Le point de départ de cette histoire, le début de la boucle, c’est Benjamin qui l’initie : un étudiant qui revient vivre chez ses parents, tout juste diplômé mais un peu déprimé et sans perspective d’avenir. Il est au niveau zéro de ses passions. Le diplôme aurait dû faire théoriquement de lui un homme, un adulte, pourtant s’il est fêté par sa famille et les amis de sa famille, lui sait qu’il a manqué quelque chose. Il n’est pas question, là, de ses études (dont on ne parlera jamais), mais de sa vie sociale, et plus particulièrement de sa vie amoureuse. La première scène à l’aéroport résume ce qui va suivre : en un regard, qui dure le temps d’une chanson, on a tout compris. Benjamin est perdu, et quand il regarde une jolie fille qui le croise hors-champ, il la regarde à la fois avec envie et avec gêne de peur qu’elle ne lui rende son regard… Benjamin revient de l’université sans ami, sans petite amie. Il revient en raté parce qu’il n’a pas su accomplir son passage à la vie adulte.

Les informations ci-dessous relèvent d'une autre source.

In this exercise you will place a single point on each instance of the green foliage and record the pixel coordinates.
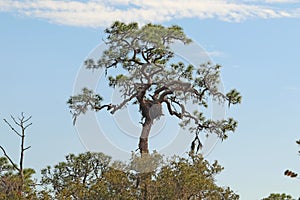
(277, 196)
(10, 182)
(152, 77)
(95, 176)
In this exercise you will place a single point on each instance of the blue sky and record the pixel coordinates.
(43, 45)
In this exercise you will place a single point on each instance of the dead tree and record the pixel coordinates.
(22, 123)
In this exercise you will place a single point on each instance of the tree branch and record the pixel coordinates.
(179, 115)
(12, 128)
(10, 160)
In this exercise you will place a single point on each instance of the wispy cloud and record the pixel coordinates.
(100, 13)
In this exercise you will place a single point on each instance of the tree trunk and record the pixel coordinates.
(143, 144)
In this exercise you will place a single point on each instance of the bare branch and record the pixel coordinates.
(27, 148)
(27, 125)
(15, 120)
(10, 160)
(123, 103)
(26, 120)
(12, 128)
(179, 115)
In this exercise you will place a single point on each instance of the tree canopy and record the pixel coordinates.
(148, 75)
(96, 176)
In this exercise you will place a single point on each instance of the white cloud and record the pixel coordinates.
(100, 13)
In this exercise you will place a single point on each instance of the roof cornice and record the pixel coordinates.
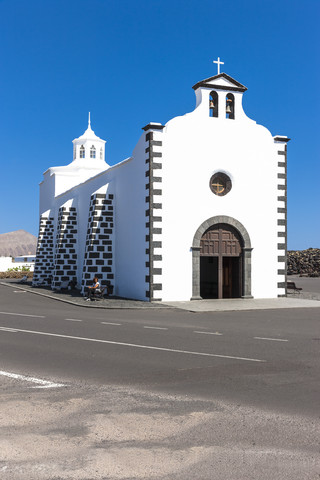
(209, 83)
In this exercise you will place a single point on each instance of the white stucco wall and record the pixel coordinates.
(193, 148)
(196, 146)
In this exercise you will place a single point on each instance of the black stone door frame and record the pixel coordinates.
(246, 254)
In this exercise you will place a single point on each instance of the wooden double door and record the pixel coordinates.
(221, 263)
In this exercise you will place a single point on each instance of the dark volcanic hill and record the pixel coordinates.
(17, 243)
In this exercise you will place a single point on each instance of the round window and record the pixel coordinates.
(220, 184)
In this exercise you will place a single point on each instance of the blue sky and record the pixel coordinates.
(132, 62)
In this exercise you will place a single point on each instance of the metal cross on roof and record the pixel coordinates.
(219, 63)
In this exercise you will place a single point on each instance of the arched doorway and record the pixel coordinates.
(221, 260)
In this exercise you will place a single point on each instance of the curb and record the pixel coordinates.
(70, 302)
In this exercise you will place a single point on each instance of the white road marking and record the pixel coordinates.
(208, 333)
(156, 328)
(22, 315)
(148, 347)
(272, 339)
(42, 383)
(110, 323)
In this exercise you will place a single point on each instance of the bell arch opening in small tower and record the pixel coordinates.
(92, 152)
(230, 106)
(213, 104)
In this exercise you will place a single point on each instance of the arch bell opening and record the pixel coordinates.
(221, 260)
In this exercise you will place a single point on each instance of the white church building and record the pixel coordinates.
(198, 211)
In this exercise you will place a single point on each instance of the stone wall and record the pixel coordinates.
(304, 262)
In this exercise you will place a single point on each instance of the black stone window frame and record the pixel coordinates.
(224, 180)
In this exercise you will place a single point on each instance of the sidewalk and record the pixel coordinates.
(303, 300)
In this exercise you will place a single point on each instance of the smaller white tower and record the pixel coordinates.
(89, 150)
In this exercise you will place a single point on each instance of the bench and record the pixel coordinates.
(292, 286)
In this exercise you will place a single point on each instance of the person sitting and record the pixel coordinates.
(94, 289)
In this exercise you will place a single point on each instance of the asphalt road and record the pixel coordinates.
(250, 364)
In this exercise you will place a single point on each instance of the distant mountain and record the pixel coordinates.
(17, 243)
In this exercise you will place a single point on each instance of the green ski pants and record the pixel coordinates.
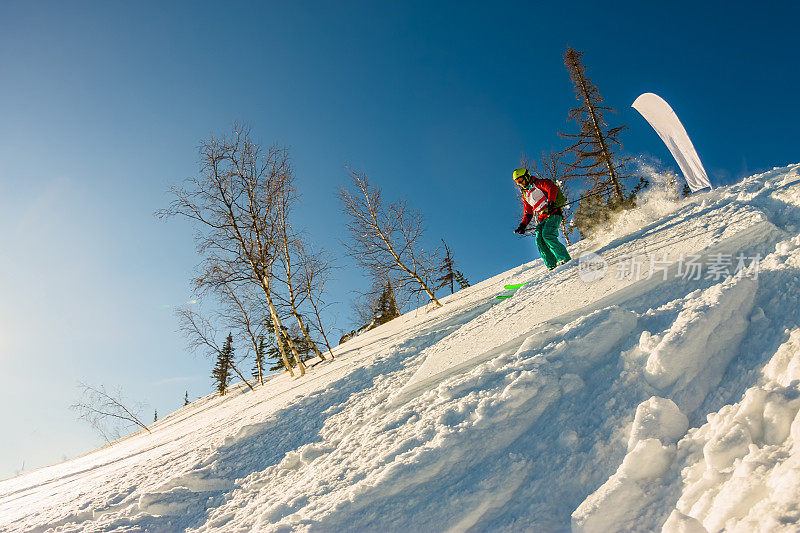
(550, 248)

Benjamin se réfugie dans sa chambre alors qu’on le fête dans le reste de la maison. Là, déprimé, il est rejoint par Madame Robinson, qui lui fait le coup du « les toilettes, c’est pas ici ? ». Elle vient presque littéralement le sortir de son nid. On comprend tout de suite qu’elle flirte avec lui, mais lui continue de jouer les vierges effarouchées. On ne saura jamais si l’attirance de cette femme pour ce garçon pas franchement beau, sans aucune assurance, est juste feinte pour se taper un jeune lionceau, une proie facile…, peu importe en fait, tout le récit est centré sur Benjamin, et Benjamin ne veut pas savoir. Elle l’attire chez elle, le vampirise. On pourrait presque se croire chez Hitchcock où les scènes d’amour, disait-il, devaient être filmées comme des scènes de crime. Elle le tient dans ses griffes, elle joue avec lui, et lui gesticule comme une souris prise au piège ou comme le mâle de la mante religieuse qui sait que s’il obéit à ses pulsions sexuelles, il y laissera sa peau. On ne sait rien à ce moment des intentions de Madame Robinson, mais on sent que c’est le début de son cycle, de son initiation, qui va le mener à sa vie d’adulte.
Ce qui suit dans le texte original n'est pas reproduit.